At config time, you can use the methods of the CMxInternationalizedString class to get and set the string values for each locale. For more information, see the ArchestrA Object Toolkit Reference Guide. For example:
//Get a string value using locale 1033
string temp = Attribute1.GetString(1033);
//Write a string value using locale 1033
Attribute1.SetString(1033, "MyString");
//Create a local copy of an Internationalized String
InternationalizedString[] temp = Attribute1.GetInternationalizedStrings();
You can’t modify InternationalizedString attributes at run time.
Big String
The Big String data type is designed to let you create reasonably large strings beyond the 1,024 character limitation of the String data type. Theoretically, it allows you to create strings up to 2,147,483,647 characters in length.

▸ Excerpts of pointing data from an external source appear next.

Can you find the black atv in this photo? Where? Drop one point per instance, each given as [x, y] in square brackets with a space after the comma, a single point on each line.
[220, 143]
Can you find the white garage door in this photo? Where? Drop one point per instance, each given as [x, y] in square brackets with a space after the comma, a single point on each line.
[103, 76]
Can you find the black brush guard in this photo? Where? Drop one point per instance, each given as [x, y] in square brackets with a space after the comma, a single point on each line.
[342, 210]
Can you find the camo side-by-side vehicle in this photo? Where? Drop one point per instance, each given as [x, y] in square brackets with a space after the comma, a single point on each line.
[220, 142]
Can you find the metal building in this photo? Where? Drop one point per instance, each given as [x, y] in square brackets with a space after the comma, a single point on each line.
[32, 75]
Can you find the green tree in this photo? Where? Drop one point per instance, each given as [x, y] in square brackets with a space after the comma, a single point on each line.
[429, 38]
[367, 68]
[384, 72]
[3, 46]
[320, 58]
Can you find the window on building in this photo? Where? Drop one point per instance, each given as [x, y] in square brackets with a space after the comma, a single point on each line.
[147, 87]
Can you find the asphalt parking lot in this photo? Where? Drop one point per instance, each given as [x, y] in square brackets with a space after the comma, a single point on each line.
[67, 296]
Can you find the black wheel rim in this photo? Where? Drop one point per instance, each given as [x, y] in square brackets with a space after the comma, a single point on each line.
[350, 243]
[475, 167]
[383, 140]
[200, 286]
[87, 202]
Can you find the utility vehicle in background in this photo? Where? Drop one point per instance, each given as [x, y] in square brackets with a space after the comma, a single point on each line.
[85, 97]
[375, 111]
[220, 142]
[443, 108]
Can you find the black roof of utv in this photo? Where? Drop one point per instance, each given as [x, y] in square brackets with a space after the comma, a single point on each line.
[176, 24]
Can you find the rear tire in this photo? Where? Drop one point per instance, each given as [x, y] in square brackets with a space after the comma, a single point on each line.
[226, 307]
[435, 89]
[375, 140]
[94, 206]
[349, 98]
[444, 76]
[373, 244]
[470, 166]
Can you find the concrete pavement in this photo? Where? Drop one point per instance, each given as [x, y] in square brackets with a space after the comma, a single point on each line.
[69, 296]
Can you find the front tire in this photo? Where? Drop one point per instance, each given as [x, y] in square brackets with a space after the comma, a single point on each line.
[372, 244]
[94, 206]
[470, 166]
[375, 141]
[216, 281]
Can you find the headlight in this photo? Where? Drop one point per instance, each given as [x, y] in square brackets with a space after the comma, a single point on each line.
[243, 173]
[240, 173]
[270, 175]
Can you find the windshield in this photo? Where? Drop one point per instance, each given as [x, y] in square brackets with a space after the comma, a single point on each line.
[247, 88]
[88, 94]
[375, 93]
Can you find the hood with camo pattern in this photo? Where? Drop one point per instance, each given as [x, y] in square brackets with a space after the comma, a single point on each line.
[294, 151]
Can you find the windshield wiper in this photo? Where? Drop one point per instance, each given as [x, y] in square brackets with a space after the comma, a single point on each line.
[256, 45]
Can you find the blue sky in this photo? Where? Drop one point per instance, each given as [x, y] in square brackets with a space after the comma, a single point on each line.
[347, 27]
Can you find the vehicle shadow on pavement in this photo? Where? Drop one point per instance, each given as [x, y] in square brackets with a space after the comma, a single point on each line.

In practice, available system memory and system performance impose much lower limits. A reasonable practical maximum for a single attribute of this type would be around 10 MB.
Attribute References
Use the Attribute Reference data type to store the fully qualified name of an attribute. For example, the Input and Output primitives use attributes of this type to hold the input source or output destination.
You can read and write attribute references as strings. However, they are different from strings. They also include binding (location) information to improve the startup performance of the messaging system. Therefore, don’t use simple strings to store reference information.
You can use two default values for an attribute reference to indicate that the reference is unspecified:
- Use “---.---” to indicate that the user must specify a reference. If the user doesn’t specify a reference, this default value causes a warning when the object’s configuration is validated.
- Use “---” to indicate that the reference is optional. This default value does not cause a warning when the object’s configuration is validated.
You will rarely need to create attributes of this data type. In most cases, you will simply use the existing Input and Output primitives for communicating with other objects.
Variant (Unspecified) Data Type
Use the Variant data type if the actual type of an attribute cannot be determined in advance. You can then include custom config time code that lets the user select the actual data type while configuring the object. The data type can also be modified when the object starts up at runtime.
An example of this is the Input primitive. This primitive gets data from another object, regardless of its type, and stores the value in its “Value” attribute. The data type of the value attribute therefore depends on the type of data that the input primitive is being used to retrieve.
In certain cases, it may be helpful to configure and persist the datatype itself (Boolean, Float, String, etc.) as an attribute. To do this, there is a special data type called “Data Type.” For example, the Input and Output primitives include an attribute of this type to configure the desired type of their value attribute.
Arrays
You can configure attributes of any data type as arrays. When defining your object in the Object Designer, you can specify the initial number of elements and the initial value of each element.
The size of an array can be changed at config time or run time. If you want to fix the size of an array, you must create config time and run time set handlers that ensure that the size of the array is not changed.